Canola futures may have moved lower and set fresh contract lows during the week ended Jan. 8, but the worst is yet to come.
The outlook for canola prices is already grim, as the large Canadian supply situation, logistical problems moving the crop out of the country and the resulting expected large ending stocks are expected to continue overhanging the market.
A bearish technical bias also has the futures pointed lower in the long term. Expectations that farmers will start to increase their hedges in the futures marketing going forward will also weigh on the market.
And with outside oilseed markets now also starting to turn to a weaker bias, canola will have a hard time seeing any significant upward movement going forward, said analysts.
“The dominant downswing in the soybean oil is starting to weigh here. It’s just pulling canola down,” said Ken Ball of PI Financial in Winnipeg. “And the soybeans themselves have started to show signs recently of rolling over and heading lower. So, the whole environment is turning very weak again.”

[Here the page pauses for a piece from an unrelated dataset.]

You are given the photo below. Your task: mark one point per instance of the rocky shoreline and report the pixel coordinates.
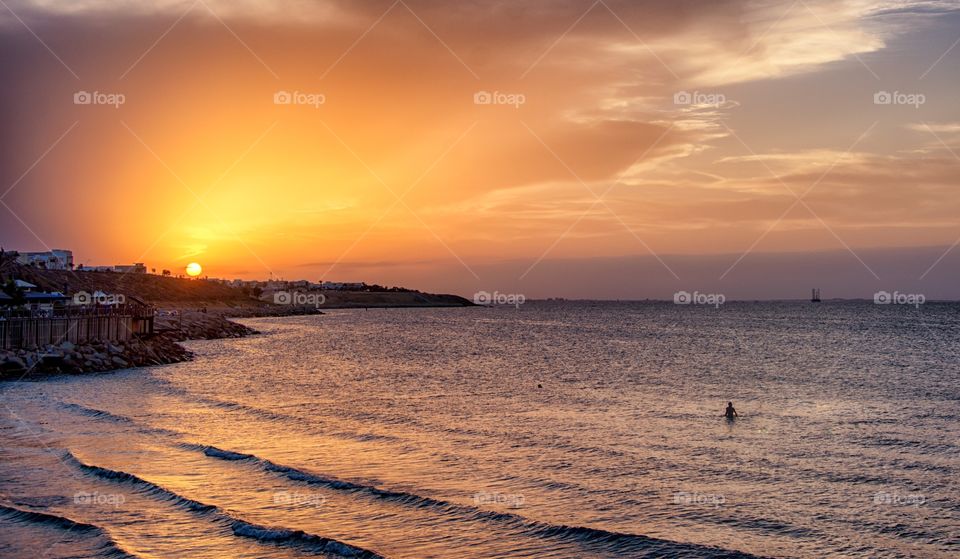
(98, 357)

How far canola drops going forward will depend on what happens in the Chicago soybean complex, as well as how big the South American soy crop ends up being.

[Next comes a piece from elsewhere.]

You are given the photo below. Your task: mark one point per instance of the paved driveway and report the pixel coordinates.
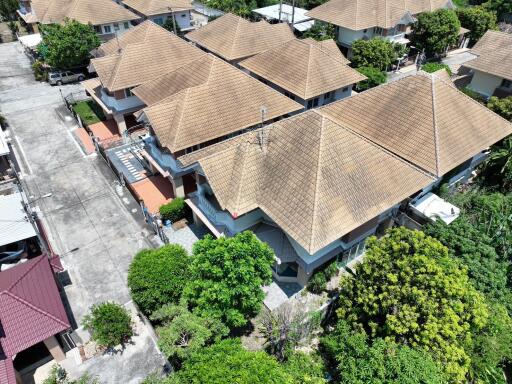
(85, 211)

“It hinges now very greatly on the South American crops,” said Ball. “If South America comes through with a big one, by spring, we may see some prices that are going to shock people.”
Ball added he wouldn’t be surprised to see canola futures trading down in the $350 to $400 per tonne band at some point in the future.
– Terryn Shiells writes for Commodity News Service Canada, a Winnipeg company specializing in grain and commodity market reporting.